The possibility of sampling error becomes larger, as the sample size becomes smaller. And if, to save money by not going all over Fiji, the persons polled are not truly randomly representative of all voters, then the results can be quite biased, or even worthless.
What happens then when you ask only 600 voters (Razor Group) or 1032 voters (Tebbutt Poll), using their particular methods?
What is a good opinion poll?
For any opinion poll, the possibility of systematic errors and biases depend on the following:
(1) Who owns and/or controls the opinion poll? Could it lead to bias?
(2) How are the questions asked and responses recorded?
(3) How randomly are the respondents selected?
(4) How many respondents are selected relative to the population of voters (which will be around 550,000)?
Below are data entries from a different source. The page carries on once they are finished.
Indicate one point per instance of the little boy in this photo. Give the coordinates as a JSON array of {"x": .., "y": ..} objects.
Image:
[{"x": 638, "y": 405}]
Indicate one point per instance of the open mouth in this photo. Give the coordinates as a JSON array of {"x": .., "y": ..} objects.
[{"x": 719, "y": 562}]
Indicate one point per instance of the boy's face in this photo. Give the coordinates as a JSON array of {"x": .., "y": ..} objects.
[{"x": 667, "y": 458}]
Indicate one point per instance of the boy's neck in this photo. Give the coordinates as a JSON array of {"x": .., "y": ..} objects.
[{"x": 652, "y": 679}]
(5) How close might be the true party support results in the September election, for both large parties and small?
Using these five criteria, I present a comparison of the Razor and Tebbutt polls with the independent accurate sample surveys done by the Fiji Bureau of Statistics. Although FBS surveys are household incomes and expenditures or employment, the principles are exactly the same as in opinion polls.
(Please refer to the tables above now)
While the Razor Research team results are not necessarily biased because of these relationships, the intelligent voters cannot avoid a perception of the possibility of bias in favour of the Bainimarama government, especially when the internal Razor Research processes are not available to public scrutiny.
What of other opinion polls?
There are online opinion polls run by various blogs, where the readers can click on the possible answers and the blog site automatically adds up the numbers supporting the various options.
While the respondents are anonymous, and no one knows how many times they can “vote”, the blog-sites are already known to be either opposed or supportive of the Bainimarama government.
Most of the respondents therefore also probably have similar opinions to that of the blog-site, so the results may be inherently biased.
Sometimes, “opinion polls of taxidrivers” are used by lazy international journalists.
Landing at Nadi sloshed and jet-lagged from their flights from London or Sydney, they want to want to write a quick story on Fiji’s politics, before heading off for fun and frolic to Denerau.
But 70 per cent of voters do not regularly travel by taxis, hence the taxi-driver poll is also unreliable.
Then you can have the “1 person opinion poll”.
Making the rounds on the Internet currently are stories that Nostradamus, five hundred years ago, predicted the victory and even the name of India’s latest Prime Minister, Narendra Modi.
So here is this “Narseydamus Opinion Poll” with three predictions:
1. There will be a hung parliament (i.e. no party will win more than 25 seats) with two large parties very close in the results, so there will probably be a coalition government;
2. There will be the rise of a third party whose support might even approach that of the two large parties, with the third smaller party being the “king-maker”.
3. At least 1 Independent candidate will get more votes than at least 10 of the parliamentarians elected under the umbrella of the larger parties.
But I would not put any of my hard-earned personal money on the “Narseydamus Opinion Poll”.
* These are the views of Professor Wadan Narsey and not of The Fiji Times. Professor Narsey was a parliamentarian from 1996 to 1999 after which he has had no political affiliations. He has stated to The Fiji Times he is not aligned to any political party and will not contest the election.